Se llamaba Rotciv, este era el nombre de mi primer amor, amor que perdura en el tiempo y refresca como la suave brisa de un día de primavera, un amor que ya no es y que tampoco será; él era como súper héroe, delgado atlético, deportista, amante de la comida sana y ligera, de cabellos color chocolate y rostro un poco afectado por el acné, aunque no mucho, pues lo conocí en esa época en donde la juventud brota definitivamente a flor de piel en donde las luchas se hacen parte del día y no hay consecuencias por qué temer; pero en él, lo que más me llamaba la atención era su esbelta figura y la forma como jugaba el tenis, su cuerpo se tornaba elástico con cada movimiento, como adaptable a todas las formas y las cosas, sus manos mientras jugaban, buscaban el punto exacto donde la pelota ha de caer, sus piernas acompasaban perfectamente los movimientos y sabían cuando parar y cómo hacerlo: resbalándose para llegar a tiempo, dando saltos para no dejar pasar la pelota, o dando varios brincos o saltos bruscos para alcanzarla y no dejarla pasar, entre un movimiento y otro, entre una lanzada y otra, su cuerpo atlético demostraba su capacidad de adaptarse, de doblegarse a los más exigentes ataques del contrario, su cuerpo respondía a cada movimiento y a cada sentencia que le enviaba su oponente, su cuerpo era majestuoso e interesante, era mágico verlo jugar, era mágico verlo correr, quizás por esto me enamore, quizás por esto mi corazón se volcó completamente, solo para él.
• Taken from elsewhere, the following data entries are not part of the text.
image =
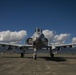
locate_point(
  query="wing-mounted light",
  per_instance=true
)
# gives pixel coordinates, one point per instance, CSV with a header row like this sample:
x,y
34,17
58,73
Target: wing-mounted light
x,y
29,41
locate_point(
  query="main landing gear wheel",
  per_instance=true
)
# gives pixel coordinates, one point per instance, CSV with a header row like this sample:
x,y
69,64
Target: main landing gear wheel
x,y
22,55
34,56
52,55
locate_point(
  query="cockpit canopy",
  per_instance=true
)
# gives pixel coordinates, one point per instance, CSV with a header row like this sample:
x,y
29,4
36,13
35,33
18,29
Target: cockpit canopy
x,y
38,30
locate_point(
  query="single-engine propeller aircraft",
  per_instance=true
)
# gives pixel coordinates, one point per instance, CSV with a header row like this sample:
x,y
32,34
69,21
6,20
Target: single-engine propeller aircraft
x,y
35,43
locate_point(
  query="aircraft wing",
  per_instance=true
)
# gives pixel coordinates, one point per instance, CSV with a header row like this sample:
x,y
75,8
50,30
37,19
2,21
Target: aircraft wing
x,y
62,46
10,46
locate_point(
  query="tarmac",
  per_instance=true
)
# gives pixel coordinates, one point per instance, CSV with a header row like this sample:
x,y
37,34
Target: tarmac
x,y
13,64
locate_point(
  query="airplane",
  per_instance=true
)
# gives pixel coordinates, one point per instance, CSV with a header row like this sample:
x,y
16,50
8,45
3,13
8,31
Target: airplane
x,y
36,43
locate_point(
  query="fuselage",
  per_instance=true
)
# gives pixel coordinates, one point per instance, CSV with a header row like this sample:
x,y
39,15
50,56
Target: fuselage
x,y
38,39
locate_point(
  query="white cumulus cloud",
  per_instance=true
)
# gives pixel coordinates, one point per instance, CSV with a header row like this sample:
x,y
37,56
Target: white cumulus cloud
x,y
49,35
74,40
10,36
60,39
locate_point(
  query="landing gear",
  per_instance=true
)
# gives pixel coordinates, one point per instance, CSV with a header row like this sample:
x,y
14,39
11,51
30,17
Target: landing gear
x,y
51,53
35,54
22,55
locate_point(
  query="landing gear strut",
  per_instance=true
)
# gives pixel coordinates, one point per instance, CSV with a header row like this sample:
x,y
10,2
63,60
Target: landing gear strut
x,y
22,55
34,56
51,53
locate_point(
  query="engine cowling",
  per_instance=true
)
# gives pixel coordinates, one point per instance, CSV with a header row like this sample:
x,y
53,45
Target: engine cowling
x,y
29,41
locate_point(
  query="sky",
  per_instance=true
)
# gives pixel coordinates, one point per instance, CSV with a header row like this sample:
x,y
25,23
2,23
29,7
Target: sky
x,y
52,15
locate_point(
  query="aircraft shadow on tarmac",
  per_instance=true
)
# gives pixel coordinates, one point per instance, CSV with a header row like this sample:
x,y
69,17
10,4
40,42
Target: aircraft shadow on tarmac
x,y
57,59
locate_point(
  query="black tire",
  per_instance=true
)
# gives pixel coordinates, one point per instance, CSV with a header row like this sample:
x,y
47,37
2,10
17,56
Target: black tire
x,y
34,56
22,55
Redacciones JaimesWorking dijo...

Se llamaba Pedro, todo aquel que lo conoció siempre destaco su responsabilidad y compromiso, aunque esto se tratara de hacerlo con una persona a quien acababa de conocer, era como si su compromiso permaneciera en su mente hasta el momento de cumplirse, o quizás fue un hecho que desde sus padres fueron inculcados, sea cual sea la razón este detalle siempre lo reconocía entre la diversidad de la gente.
De hecho debía entregar unos documentos a una persona cierto día, y por suerte un día anterior conoció que la ida a su destino será restringida debido a efectos producidos por la naturaleza, y pensando en ello, apenas se entero de lo ocurrido, preciso su viaje justo para ese momento, pues considero que era mejor asegurar estar para la entrega de estos documentos, con una previa alternativa, y no esperar a que llegara el día, y se presentara cualquier otro hecho relacionado al ya encontrado.
La verdad es que nunca lo detuvo nada, el compromiso en su cuerpo era capaz de superar cualquier adversidad, era casi como un sentimiento dominante sobre su cuerpo, cumplir era un hecho al cual no podía decir no, sin importar lo que significara cumplirlo.

IreneO dijo...

Se llamaba Sebastián, y él era el amor, era dulce, amable, amoroso, detallista, siempre estaba pendiente de los detalles mas mínimos, para hacerme feliz, fue mi primer amor, y siempre siempre lo recordare. Teníamos mucho en común, entre muchas cosas, el amor por los demás, el siempre estaba tratando de ayudar al que lo necesitara, sus consejos eran certeros, aparte era una persona altamente responsable e inteligente, culto, era una persona con la que podías hablar por horas sin sentirte aburrida, y eso me enamoraba más de él. Siempre pensé que nada nos podía separar, mi sentimiento hacia Sebastián era profundo, el se hacía querer por todos, sus chistes, bromas, el apoyo en los momentos más importantes, en realidad era una persona encantadora. Sé que lo recordare toda la vida, junto a él viví momentos intensos e inolvidables que marcaron mi mente y mi corazón, siempre está presente en mi sus consejos, sus palabras de apoyo, su oportuna llegada, y esta no solo mi corazón, sino en el de todos lo que lo conocieron y compartieron con el.